Jordan’s invasion during the 1948 war resulted in the occupation of Judea and Samaria, including eastern Jerusalem. In the following year, Jordan annexed the territory and introduced the term “West Bank,” attempting to sever Jewish historical identity from the land. During Jordanian rule, Jewish communities were expelled, synagogues were destroyed, and Jews were barred from sacred sites such as the Western Wall and the Mount of Olives cemetery.

The Six-Day War of 1967 altered the geopolitical landscape when Israel captured the territory while defending itself against coordinated threats from surrounding states. From Israel’s perspective, this was not the seizure of foreign land but the recovery of ancestral homeland and access to sacred heritage sites. The Bible speaks directly to the inseparable bond between the Jewish people and their land:
“For the LORD will have compassion on Jacob; once again He will choose Israel and will settle them in their own land. Foreigners will join them and unite with the descendants of Jacob.” (Isaiah 14:1)

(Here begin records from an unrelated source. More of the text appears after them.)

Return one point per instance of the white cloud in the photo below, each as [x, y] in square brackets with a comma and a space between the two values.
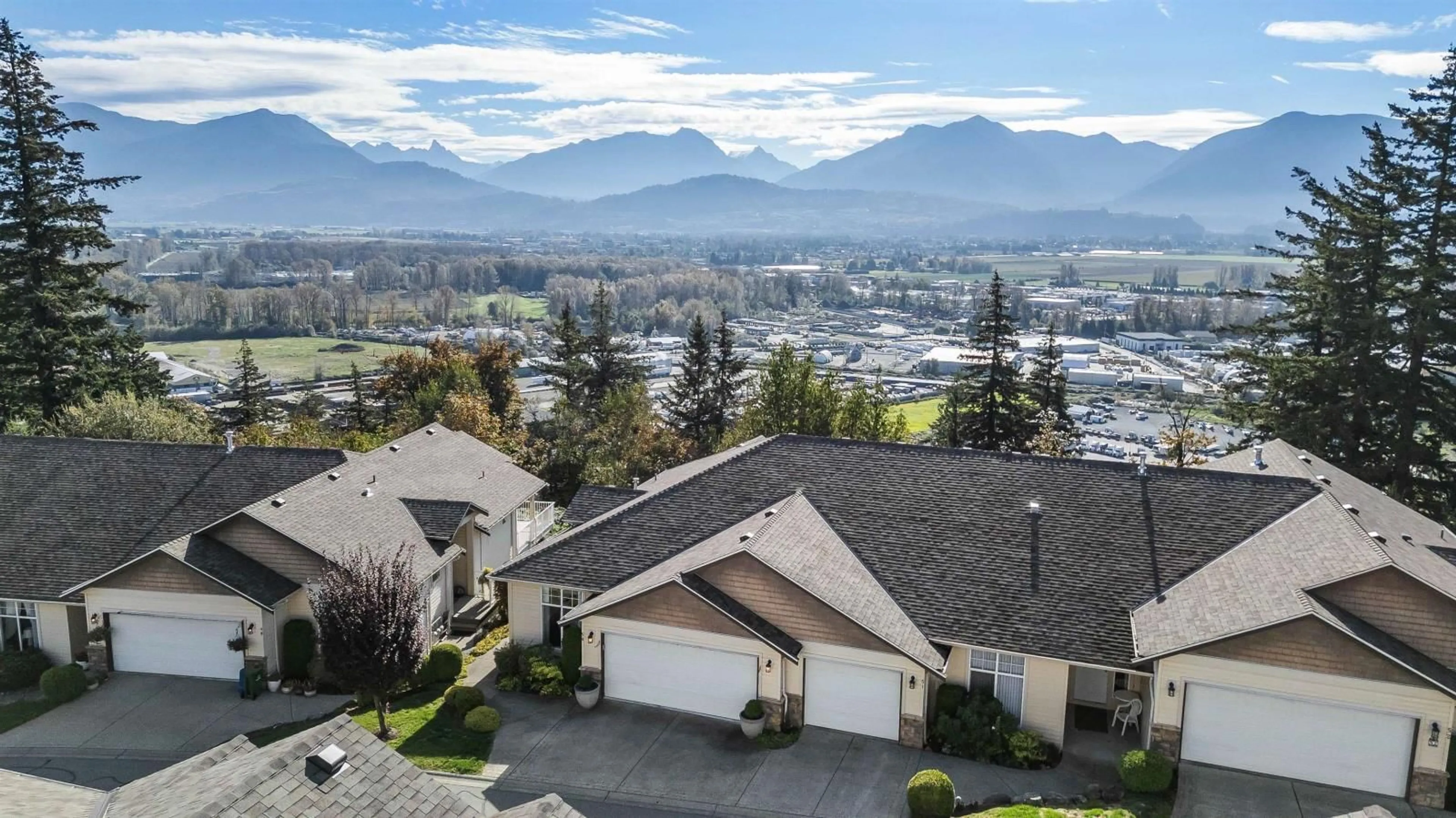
[1334, 31]
[1390, 63]
[1175, 128]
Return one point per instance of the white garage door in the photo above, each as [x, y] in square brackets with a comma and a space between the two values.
[683, 677]
[175, 645]
[1298, 738]
[852, 698]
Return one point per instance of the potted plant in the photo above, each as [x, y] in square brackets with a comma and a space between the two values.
[587, 692]
[752, 718]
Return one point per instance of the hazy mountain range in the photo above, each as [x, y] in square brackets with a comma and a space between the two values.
[974, 177]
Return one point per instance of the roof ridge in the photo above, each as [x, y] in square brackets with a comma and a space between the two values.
[568, 535]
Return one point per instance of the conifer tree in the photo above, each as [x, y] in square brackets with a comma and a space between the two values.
[691, 398]
[999, 418]
[57, 340]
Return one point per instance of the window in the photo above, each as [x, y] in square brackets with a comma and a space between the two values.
[557, 602]
[1001, 674]
[19, 628]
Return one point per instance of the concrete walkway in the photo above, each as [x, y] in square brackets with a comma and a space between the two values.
[679, 762]
[158, 714]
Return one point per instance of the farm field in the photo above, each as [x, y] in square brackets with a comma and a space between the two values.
[1193, 271]
[921, 414]
[282, 359]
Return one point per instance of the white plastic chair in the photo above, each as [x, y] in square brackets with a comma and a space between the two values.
[1128, 714]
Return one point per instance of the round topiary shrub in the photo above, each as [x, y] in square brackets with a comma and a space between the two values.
[482, 719]
[443, 663]
[1145, 771]
[931, 795]
[464, 699]
[63, 683]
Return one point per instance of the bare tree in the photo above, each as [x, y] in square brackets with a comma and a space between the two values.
[372, 631]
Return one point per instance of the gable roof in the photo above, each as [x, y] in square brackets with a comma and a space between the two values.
[947, 535]
[237, 781]
[72, 509]
[373, 500]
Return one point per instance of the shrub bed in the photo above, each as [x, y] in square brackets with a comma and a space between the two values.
[21, 669]
[63, 683]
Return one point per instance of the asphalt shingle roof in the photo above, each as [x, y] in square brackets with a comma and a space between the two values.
[948, 536]
[232, 568]
[241, 781]
[73, 509]
[595, 501]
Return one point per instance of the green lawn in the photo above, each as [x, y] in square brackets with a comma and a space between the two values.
[431, 737]
[921, 414]
[282, 359]
[17, 714]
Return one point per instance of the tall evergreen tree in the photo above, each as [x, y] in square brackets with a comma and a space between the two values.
[610, 360]
[1001, 417]
[567, 367]
[691, 398]
[57, 340]
[727, 381]
[1047, 382]
[249, 393]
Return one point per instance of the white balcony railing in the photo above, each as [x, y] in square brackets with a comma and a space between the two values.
[533, 520]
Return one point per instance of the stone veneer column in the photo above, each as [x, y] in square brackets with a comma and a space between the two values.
[794, 718]
[774, 714]
[912, 731]
[1167, 740]
[1429, 788]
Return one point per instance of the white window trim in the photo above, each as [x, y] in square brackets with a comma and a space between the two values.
[34, 618]
[1001, 658]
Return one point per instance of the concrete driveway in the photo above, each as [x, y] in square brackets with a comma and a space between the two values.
[1210, 792]
[679, 762]
[135, 714]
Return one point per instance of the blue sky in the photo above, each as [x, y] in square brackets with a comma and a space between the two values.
[806, 79]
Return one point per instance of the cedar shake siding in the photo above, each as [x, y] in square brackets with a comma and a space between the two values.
[1401, 606]
[161, 572]
[676, 608]
[1311, 645]
[270, 548]
[790, 608]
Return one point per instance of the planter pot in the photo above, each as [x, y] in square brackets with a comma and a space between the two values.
[589, 698]
[752, 727]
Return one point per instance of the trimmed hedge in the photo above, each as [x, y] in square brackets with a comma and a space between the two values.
[482, 719]
[931, 795]
[1147, 771]
[571, 654]
[464, 699]
[21, 669]
[443, 663]
[62, 685]
[299, 642]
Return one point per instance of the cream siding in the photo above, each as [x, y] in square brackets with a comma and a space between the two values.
[56, 632]
[204, 606]
[1423, 704]
[525, 609]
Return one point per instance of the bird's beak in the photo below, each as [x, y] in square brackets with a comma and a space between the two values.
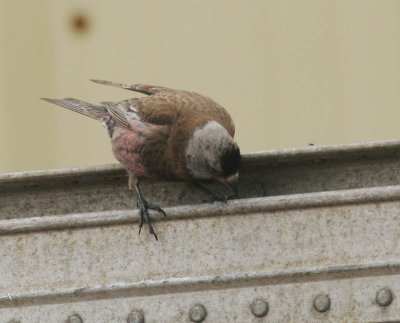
[232, 181]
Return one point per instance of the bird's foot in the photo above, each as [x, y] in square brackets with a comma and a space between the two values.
[144, 206]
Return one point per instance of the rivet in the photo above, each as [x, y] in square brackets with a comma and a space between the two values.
[384, 297]
[322, 303]
[136, 316]
[75, 318]
[259, 307]
[197, 313]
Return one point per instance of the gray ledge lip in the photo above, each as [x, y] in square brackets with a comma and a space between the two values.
[235, 207]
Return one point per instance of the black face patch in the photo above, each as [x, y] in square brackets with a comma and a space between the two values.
[230, 161]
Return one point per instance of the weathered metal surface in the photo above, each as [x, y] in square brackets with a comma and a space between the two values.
[295, 252]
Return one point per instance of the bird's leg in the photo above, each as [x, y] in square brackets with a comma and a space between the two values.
[144, 206]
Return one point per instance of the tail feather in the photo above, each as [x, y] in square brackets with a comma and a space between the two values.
[97, 112]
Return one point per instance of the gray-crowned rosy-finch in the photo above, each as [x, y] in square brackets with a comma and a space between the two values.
[167, 135]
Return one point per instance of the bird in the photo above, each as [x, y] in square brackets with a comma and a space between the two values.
[168, 134]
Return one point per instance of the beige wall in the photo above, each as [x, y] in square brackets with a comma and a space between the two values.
[290, 72]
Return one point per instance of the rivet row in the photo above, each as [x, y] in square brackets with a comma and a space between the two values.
[259, 308]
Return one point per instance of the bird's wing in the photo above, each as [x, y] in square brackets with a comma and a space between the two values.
[88, 109]
[141, 88]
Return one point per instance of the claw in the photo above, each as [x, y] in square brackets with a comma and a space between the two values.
[144, 206]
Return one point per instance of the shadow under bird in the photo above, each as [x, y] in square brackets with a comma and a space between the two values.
[169, 135]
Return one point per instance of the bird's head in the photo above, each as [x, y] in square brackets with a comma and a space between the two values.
[213, 154]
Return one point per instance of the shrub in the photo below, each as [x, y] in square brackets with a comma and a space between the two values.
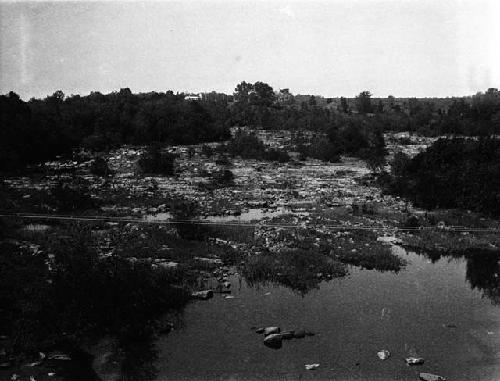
[99, 167]
[68, 196]
[321, 149]
[157, 162]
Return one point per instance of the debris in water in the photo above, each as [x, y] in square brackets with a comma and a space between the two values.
[299, 334]
[431, 377]
[271, 330]
[312, 366]
[203, 295]
[414, 361]
[384, 354]
[273, 340]
[449, 326]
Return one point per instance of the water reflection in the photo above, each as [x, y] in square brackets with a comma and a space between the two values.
[482, 270]
[139, 363]
[299, 270]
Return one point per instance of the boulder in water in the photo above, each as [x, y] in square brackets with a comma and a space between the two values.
[431, 377]
[273, 340]
[271, 330]
[203, 295]
[300, 334]
[384, 354]
[414, 361]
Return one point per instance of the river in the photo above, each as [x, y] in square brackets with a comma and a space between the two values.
[430, 309]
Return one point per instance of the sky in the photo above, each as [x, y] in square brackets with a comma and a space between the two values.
[337, 48]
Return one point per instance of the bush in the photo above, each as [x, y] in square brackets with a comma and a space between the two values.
[321, 149]
[157, 162]
[248, 146]
[452, 173]
[70, 196]
[99, 167]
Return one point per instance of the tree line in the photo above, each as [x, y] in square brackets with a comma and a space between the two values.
[40, 129]
[452, 173]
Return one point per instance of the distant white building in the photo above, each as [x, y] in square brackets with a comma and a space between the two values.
[193, 97]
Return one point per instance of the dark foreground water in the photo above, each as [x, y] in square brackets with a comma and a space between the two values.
[428, 310]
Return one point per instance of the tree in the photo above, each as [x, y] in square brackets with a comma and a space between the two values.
[344, 107]
[363, 102]
[242, 92]
[262, 95]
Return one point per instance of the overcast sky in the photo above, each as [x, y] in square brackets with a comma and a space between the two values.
[403, 48]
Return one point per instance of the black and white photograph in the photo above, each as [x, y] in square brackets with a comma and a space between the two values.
[250, 190]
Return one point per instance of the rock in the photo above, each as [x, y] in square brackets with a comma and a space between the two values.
[300, 334]
[58, 356]
[389, 240]
[384, 354]
[312, 366]
[203, 295]
[271, 330]
[449, 326]
[273, 340]
[430, 377]
[414, 361]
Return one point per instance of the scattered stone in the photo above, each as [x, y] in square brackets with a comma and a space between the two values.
[414, 361]
[300, 334]
[203, 295]
[312, 366]
[58, 356]
[389, 240]
[273, 340]
[431, 377]
[271, 330]
[287, 335]
[449, 326]
[384, 354]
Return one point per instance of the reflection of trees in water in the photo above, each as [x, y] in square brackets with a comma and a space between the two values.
[483, 273]
[139, 362]
[482, 270]
[299, 270]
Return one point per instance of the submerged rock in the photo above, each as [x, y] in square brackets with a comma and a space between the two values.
[287, 335]
[202, 295]
[431, 377]
[271, 330]
[414, 361]
[300, 334]
[273, 340]
[384, 354]
[312, 366]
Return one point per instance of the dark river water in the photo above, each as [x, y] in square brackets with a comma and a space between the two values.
[442, 310]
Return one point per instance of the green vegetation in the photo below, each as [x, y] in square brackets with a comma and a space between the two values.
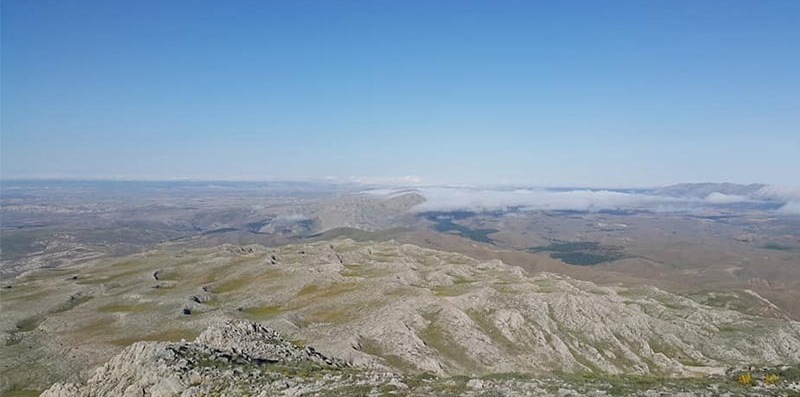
[479, 235]
[123, 308]
[459, 286]
[776, 246]
[373, 348]
[232, 285]
[262, 312]
[437, 337]
[580, 253]
[174, 335]
[358, 270]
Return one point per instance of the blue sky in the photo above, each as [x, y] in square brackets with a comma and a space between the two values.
[600, 93]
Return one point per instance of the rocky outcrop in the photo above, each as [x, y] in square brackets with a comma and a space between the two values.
[237, 358]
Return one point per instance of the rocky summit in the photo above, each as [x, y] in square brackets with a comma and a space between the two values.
[381, 317]
[246, 359]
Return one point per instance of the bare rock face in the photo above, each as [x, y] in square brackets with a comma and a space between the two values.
[259, 343]
[220, 357]
[242, 358]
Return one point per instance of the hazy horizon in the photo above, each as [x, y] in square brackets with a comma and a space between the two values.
[546, 93]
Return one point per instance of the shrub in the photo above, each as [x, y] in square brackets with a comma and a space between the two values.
[772, 379]
[746, 379]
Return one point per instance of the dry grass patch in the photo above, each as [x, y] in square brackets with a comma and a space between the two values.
[174, 335]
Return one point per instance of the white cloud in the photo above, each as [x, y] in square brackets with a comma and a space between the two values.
[778, 193]
[450, 199]
[721, 198]
[792, 207]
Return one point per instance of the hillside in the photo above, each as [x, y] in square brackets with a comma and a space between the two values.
[388, 306]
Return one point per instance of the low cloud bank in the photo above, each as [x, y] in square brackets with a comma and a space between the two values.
[783, 200]
[452, 199]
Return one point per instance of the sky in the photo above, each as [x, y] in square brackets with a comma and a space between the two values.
[558, 93]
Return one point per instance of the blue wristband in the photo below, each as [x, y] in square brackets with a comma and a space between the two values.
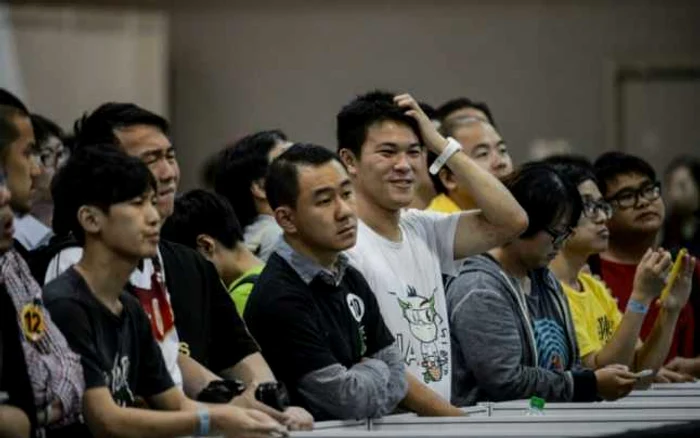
[637, 307]
[203, 423]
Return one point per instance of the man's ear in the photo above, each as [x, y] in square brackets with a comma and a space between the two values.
[447, 178]
[257, 188]
[90, 218]
[206, 246]
[350, 161]
[286, 219]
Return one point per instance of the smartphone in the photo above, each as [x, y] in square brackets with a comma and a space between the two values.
[644, 373]
[674, 273]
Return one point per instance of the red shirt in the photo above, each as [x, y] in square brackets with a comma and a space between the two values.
[620, 279]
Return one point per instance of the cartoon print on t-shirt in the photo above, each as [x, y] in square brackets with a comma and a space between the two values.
[118, 382]
[423, 321]
[357, 309]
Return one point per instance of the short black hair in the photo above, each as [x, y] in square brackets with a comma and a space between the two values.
[100, 175]
[9, 99]
[577, 168]
[98, 127]
[546, 195]
[202, 212]
[44, 129]
[459, 103]
[610, 165]
[429, 110]
[239, 165]
[282, 183]
[355, 118]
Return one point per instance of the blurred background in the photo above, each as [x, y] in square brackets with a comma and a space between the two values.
[565, 75]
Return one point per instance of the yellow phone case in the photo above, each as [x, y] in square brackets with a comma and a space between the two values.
[674, 273]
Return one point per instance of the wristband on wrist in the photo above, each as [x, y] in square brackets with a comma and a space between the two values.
[203, 422]
[452, 148]
[637, 307]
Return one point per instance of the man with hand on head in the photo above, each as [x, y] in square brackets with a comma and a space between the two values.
[403, 254]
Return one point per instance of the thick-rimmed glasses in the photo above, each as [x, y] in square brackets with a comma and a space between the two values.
[628, 198]
[592, 209]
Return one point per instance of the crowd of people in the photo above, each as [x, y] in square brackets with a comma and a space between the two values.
[413, 267]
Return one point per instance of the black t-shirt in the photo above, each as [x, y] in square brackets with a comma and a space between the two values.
[205, 316]
[302, 328]
[14, 378]
[117, 352]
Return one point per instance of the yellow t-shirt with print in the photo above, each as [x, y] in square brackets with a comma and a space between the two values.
[595, 314]
[443, 204]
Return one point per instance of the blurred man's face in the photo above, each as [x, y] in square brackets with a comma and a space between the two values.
[52, 154]
[484, 145]
[21, 166]
[7, 231]
[637, 205]
[153, 147]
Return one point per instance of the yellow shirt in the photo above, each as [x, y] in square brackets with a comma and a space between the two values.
[595, 313]
[443, 204]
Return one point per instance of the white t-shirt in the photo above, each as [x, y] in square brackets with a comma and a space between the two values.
[406, 278]
[140, 278]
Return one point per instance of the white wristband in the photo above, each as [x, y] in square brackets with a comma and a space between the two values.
[204, 421]
[452, 148]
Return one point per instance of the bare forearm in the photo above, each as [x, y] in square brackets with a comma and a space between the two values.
[252, 368]
[654, 351]
[136, 423]
[497, 204]
[621, 348]
[195, 376]
[425, 402]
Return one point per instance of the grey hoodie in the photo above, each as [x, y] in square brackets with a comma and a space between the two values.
[494, 352]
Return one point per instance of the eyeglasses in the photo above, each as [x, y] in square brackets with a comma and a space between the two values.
[591, 209]
[559, 237]
[628, 198]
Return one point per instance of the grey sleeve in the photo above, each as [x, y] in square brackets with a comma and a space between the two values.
[486, 330]
[398, 385]
[341, 393]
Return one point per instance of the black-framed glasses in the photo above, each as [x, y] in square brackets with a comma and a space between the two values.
[628, 198]
[591, 209]
[559, 237]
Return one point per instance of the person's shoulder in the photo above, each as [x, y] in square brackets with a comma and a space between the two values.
[357, 281]
[68, 285]
[174, 249]
[278, 279]
[597, 287]
[132, 305]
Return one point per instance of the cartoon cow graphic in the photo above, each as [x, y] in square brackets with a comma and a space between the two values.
[422, 318]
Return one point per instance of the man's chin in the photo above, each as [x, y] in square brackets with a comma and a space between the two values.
[165, 209]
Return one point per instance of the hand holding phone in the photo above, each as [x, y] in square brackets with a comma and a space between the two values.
[644, 373]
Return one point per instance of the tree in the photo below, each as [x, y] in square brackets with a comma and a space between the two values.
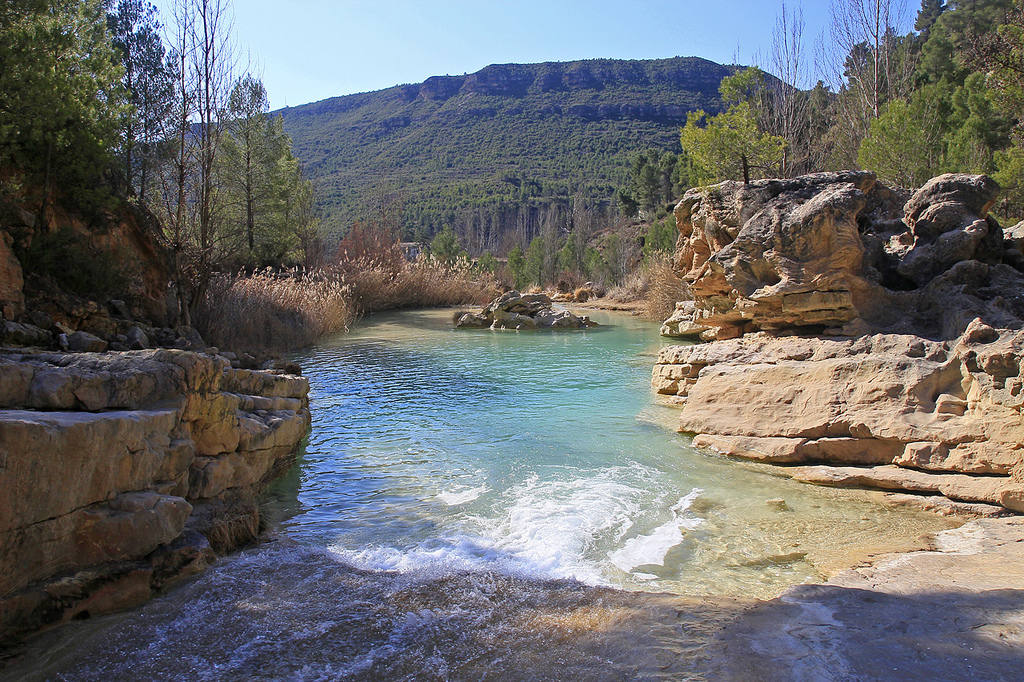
[868, 65]
[150, 84]
[251, 152]
[534, 265]
[517, 267]
[61, 102]
[730, 145]
[928, 15]
[445, 247]
[905, 143]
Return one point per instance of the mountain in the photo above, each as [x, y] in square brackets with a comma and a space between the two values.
[489, 152]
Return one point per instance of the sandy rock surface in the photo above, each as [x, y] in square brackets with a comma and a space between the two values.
[122, 471]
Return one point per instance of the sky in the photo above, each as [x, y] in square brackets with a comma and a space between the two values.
[308, 50]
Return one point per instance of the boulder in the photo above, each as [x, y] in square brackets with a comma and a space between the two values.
[513, 310]
[843, 252]
[84, 342]
[875, 336]
[136, 339]
[26, 335]
[151, 459]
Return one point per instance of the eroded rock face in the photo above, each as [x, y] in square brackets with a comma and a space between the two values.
[902, 407]
[843, 252]
[122, 471]
[883, 339]
[521, 311]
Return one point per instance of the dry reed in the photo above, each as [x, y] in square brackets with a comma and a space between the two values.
[665, 289]
[278, 311]
[273, 311]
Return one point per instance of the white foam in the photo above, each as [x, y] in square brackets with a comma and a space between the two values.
[456, 498]
[651, 549]
[551, 528]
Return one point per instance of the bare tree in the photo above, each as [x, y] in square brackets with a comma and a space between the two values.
[177, 172]
[866, 61]
[787, 104]
[202, 60]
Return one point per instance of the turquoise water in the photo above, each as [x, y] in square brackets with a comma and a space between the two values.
[542, 455]
[487, 505]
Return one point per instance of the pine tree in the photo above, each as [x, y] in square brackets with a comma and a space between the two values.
[61, 102]
[928, 15]
[150, 83]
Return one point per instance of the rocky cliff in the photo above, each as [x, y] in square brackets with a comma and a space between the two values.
[122, 466]
[869, 336]
[120, 472]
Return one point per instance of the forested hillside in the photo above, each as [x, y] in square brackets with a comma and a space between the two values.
[488, 153]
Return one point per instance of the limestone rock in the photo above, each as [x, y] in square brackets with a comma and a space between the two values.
[844, 253]
[85, 342]
[136, 338]
[26, 335]
[521, 311]
[926, 409]
[151, 460]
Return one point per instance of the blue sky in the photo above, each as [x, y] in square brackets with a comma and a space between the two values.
[313, 49]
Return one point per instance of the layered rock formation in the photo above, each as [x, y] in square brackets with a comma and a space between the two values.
[521, 311]
[120, 472]
[854, 326]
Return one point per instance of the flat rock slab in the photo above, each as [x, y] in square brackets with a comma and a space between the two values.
[953, 613]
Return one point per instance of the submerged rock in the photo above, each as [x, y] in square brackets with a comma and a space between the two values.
[521, 311]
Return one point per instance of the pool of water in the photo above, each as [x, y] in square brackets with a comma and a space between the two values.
[477, 505]
[545, 455]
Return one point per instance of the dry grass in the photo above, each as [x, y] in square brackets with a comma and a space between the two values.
[273, 311]
[269, 311]
[664, 289]
[633, 288]
[423, 284]
[656, 285]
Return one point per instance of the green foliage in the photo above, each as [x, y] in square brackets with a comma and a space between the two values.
[69, 260]
[729, 146]
[148, 81]
[498, 154]
[445, 247]
[904, 144]
[266, 203]
[61, 102]
[487, 262]
[1010, 175]
[656, 179]
[517, 267]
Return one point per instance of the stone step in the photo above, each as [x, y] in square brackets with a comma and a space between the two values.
[987, 489]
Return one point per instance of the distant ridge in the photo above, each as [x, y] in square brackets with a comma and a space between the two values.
[487, 152]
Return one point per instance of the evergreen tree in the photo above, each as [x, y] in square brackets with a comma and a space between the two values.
[730, 145]
[444, 246]
[61, 102]
[150, 84]
[928, 15]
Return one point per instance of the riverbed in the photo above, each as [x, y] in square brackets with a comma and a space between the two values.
[476, 504]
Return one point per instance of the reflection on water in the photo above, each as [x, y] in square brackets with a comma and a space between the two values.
[544, 456]
[471, 505]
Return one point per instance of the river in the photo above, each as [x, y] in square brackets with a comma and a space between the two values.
[488, 505]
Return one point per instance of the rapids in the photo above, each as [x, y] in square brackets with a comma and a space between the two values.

Critics frequently frame Israel’s presence in Judea and Samaria as occupation, yet international law debates remain unresolved, particularly because Jordan’s annexation was widely rejected and no sovereign Palestinian state existed there prior to 1967. While Palestinian national identity developed over time and deserves serious consideration in diplomatic dialogue, historical reality cannot be rewritten to erase Jewish indigeneity.

Moreover, Scripture portrays the land not merely as territory but as covenantal inheritance tied to Jewish identity and survival. The Psalms emphasize this relationship with emotional clarity:
“If I forget you, Jerusalem, may my right hand forget its skill. May my tongue cling to the roof of my mouth if I do not remember you, if I do not consider Jerusalem my highest joy.” (Psalm 137:5–6)

Peace in the region requires confronting historical truth alongside modern political realities. Denying the Jewish connection to Judea and Samaria does not promote reconciliation; it deepens division. Recognition of historical and biblical continuity provides a foundation for honest negotiation rather than ideological distortion.

Judea and Samaria are not relics of religious imagination or colonial expansion. They represent the geographic heart of Jewish history, faith, and national identity. Any durable peace must begin by acknowledging that the land is inseparable from the people whose story was written upon its hills long before modern borders were drawn.